Ficus benghalensis is an evergreen, monoecious, fast-growing tree found mainly in monsoon and rainforests, that can reach a height of up to 30 meters. It is resistant to drought and mild frost. It produces propagating aerial roots that grow downward. Once these roots reach the ground, they take root and become supportive woody trunks.

The figs produced by the tree are eaten by birds such as the Indian myna. Fig seeds that have passed through the digestive system of birds are more likely to germinate than those that have not.

==Reproduction==

Banyan trees reproduce easily by seed or by stake, and they often spread from the original place by means of aerial roots that anchor in the ground and begin to grow and thicken to the point that they "become independent" from the original trunk, thus managing to "emigrate" sometimes at great distances. The figs are eaten by all kinds of frugivorous birds such as the coppersmith barbet and the common myna. Seeds that have passed through the digestive system of birds are more likely to germinate and grow faster.

Banyan seeds can fall and grow near a tree, sometimes from the very tree from which they come, and they also usually germinate in a hollow in a trunk or in a wall or rock. Gradually they begin to grow as they have plenty of support as epiphytes on any object they can use to climb in search of sunlight. Under normal conditions, the tree grows until it reaches a level where it gets the most sunlight, so its height can vary considerably. For this reason, where this tree predominates in a place, rather than growing in height, they spread on the surface, looking for the gaps that are left without vegetation. In general, the crown of this tree extends over a diameter well above its height.

==Cultural significance==
Ficus benghalensis is the national tree of India.

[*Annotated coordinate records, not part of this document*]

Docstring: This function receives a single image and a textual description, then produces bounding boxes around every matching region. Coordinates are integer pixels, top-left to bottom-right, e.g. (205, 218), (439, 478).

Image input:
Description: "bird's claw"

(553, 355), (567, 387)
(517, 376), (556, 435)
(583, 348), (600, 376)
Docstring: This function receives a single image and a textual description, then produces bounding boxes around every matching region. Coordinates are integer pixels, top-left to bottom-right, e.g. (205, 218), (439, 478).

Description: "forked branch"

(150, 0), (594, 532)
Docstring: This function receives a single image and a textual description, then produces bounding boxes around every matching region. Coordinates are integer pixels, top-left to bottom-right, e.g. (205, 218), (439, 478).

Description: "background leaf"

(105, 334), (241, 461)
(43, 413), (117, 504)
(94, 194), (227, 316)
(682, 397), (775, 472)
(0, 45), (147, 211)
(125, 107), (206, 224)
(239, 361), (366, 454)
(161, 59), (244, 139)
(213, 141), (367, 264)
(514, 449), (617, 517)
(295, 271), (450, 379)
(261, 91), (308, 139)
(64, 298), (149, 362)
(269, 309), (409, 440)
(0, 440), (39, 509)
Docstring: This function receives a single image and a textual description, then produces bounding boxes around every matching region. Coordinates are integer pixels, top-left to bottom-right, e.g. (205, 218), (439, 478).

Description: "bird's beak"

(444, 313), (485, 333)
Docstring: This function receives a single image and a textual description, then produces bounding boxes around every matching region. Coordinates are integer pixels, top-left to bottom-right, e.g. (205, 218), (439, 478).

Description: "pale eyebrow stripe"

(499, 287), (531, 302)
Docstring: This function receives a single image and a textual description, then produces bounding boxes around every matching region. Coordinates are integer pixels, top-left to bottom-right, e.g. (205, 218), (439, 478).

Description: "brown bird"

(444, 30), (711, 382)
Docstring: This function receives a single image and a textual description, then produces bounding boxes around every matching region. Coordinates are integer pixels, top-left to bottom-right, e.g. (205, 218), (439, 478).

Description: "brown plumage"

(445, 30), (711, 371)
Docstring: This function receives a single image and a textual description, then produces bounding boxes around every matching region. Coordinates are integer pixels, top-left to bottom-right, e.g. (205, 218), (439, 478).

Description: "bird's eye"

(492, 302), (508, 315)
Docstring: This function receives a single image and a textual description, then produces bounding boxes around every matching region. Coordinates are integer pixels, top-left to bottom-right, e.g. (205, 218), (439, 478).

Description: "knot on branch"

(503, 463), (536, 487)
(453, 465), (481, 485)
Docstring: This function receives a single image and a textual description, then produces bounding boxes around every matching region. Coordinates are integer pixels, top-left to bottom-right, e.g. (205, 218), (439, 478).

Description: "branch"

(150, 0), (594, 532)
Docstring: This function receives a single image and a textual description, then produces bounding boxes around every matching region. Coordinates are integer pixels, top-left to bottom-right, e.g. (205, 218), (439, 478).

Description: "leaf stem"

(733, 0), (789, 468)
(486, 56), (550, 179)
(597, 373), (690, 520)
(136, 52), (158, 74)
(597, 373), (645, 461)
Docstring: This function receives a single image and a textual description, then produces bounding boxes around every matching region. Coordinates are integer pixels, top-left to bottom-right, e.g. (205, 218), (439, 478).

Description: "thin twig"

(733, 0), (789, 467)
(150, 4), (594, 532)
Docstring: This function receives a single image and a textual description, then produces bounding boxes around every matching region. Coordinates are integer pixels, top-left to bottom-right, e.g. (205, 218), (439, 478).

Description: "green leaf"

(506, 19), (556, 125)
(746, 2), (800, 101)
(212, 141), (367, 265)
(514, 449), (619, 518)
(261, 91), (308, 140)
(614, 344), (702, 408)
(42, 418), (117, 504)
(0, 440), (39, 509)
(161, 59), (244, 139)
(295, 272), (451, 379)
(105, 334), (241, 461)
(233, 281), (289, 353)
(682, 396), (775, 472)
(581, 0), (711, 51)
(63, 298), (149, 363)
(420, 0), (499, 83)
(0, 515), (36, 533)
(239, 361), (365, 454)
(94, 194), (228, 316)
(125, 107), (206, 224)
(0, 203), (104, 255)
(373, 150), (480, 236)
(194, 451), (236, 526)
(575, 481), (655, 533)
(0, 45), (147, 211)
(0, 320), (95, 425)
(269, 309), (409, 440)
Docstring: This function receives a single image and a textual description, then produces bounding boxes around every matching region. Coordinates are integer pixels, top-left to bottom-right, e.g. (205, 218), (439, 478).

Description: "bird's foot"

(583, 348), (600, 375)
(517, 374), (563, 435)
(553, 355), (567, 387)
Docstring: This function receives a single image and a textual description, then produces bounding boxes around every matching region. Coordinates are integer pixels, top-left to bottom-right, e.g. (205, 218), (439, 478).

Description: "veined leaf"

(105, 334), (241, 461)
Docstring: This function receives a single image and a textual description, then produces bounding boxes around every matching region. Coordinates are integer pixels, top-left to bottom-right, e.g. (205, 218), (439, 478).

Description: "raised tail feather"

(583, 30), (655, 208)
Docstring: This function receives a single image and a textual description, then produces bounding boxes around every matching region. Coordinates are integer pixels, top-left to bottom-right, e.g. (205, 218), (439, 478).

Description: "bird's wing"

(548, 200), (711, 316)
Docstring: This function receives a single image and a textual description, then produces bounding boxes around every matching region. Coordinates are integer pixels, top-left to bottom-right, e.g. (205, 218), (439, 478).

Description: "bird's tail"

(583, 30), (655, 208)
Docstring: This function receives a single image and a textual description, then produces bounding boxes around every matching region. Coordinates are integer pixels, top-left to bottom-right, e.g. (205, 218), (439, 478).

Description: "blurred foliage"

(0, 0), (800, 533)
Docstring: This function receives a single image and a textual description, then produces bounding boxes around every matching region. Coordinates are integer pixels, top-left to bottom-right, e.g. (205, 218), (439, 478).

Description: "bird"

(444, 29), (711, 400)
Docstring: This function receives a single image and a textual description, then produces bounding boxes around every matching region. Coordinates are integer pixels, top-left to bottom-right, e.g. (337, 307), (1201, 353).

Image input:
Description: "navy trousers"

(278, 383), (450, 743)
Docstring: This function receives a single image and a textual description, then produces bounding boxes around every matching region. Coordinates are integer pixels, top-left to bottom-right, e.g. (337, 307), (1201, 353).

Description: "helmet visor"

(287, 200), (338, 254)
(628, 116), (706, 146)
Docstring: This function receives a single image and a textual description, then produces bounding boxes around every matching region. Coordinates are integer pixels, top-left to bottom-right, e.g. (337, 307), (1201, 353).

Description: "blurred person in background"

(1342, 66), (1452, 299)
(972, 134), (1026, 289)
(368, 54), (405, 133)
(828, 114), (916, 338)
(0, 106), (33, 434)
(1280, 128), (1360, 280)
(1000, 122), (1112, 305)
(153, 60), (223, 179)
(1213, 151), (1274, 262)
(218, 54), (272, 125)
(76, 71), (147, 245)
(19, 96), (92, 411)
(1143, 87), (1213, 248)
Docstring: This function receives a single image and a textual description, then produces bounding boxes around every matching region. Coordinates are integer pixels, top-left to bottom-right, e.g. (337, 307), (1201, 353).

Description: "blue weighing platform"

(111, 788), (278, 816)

The tree is considered sacred in India, and temples are often built nearby. Due to the large size of the tree's canopy, it provides useful shade in hot climates.

In Theravada Buddhism, this tree is said to have been used as the tree for achieved enlightenment, or Bodhi by the twenty fourth buddha called "Kassapa - කස්සප". The sacred plant is known as "Nuga - නුග" or "Maha nuga - මහ නුග" in Sri Lanka.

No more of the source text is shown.